I margini di miglioramento della capacità degli indicatori ESG di segnalare l’effettivo allineamento delle imprese ai principi di sostenibilità sono dunque ampi. L’evoluzione regolamentare in corso a livello internazionale mira a rafforzarne l’affidabilità, stabilendo classificazioni concordate per le informazioni pubblicate dalle imprese affinché possano qualificarsi come sostenibili. 

È con questo fine che la Commissione Europea ha pubblicato una tassonomia che stabilisce i parametri per definire le attività economiche sostenibili da un punto di vista ambientale e, in prima battuta, per stabilire se esse contribuiscano alla mitigazione dei rischi climatici e all’adattamento climatico. Il compito è stato complesso ma è giunto a conclusione: si sono stabilite quali attività sono sostenibili e quali no, partendo da una loro classificazione basata su di una serie di criteri tecnici (come ad esempio le emissioni specifiche di gas serra o di consumi idrici). 

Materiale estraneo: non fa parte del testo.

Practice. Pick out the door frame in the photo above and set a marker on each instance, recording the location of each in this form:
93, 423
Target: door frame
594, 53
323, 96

Siamo invece più indietro nella definizione dei criteri per la sostenibilità sociale. Sono buoni indicatori la “quota di donne tra i dipendenti” o il “rispetto del diritto di associazione tra i lavoratori”? L’individuazione di criteri condivisi è in questi casi un compito ancora più arduo. Solo quando si sarà raggiunto una condivisione sui criteri in base ai quali  le imprese possono essere considerate coerenti con gli obiettivi dell'Agenda 2030 delle Nazioni Unite relativi, per esempio, a standard lavorativi, inclusione e diritti umani, potremo avere una valutazione quantitativa meno “leggera” della sostenibilità dei nostri investimenti finanziari (per saperne di più).

Un esempio chiarisce i termini della discussione. Tesla è la famosa multinazionale fondata da Elon Musk, specializzata nella produzione di auto elettriche. Il suo obiettivo dichiarato è l'accelerazione verso "la transizione del mondo all'utilizzo di fonti di energia rinnovabili", riducendo la dipendenza dai combustibili fossili. A dispetto di questo obiettivo di contrasto al cambiamento climatico, lo scorso maggio Tesla è stata esclusa da uno dei principali indici di mercato ESG, lo S&P 500 ESG Index, un paniere di azioni delle principali aziende americane che hanno elevati punteggi di sostenibilità. Il punteggio ESG di Tesla è stato penalizzato per gli aspetti relativi all'ambiente di lavoro, alla discriminazione e alla sicurezza del sistema di guida autonoma. Il caso Tesla conferma che la sigla ESG non deve essere confusa con la sola attenzione verso l'ambiente. È invece una valutazione dell'impegno di una azienda su più fronti, rafforzando l’indispensabilità di costruire statistiche affidabili.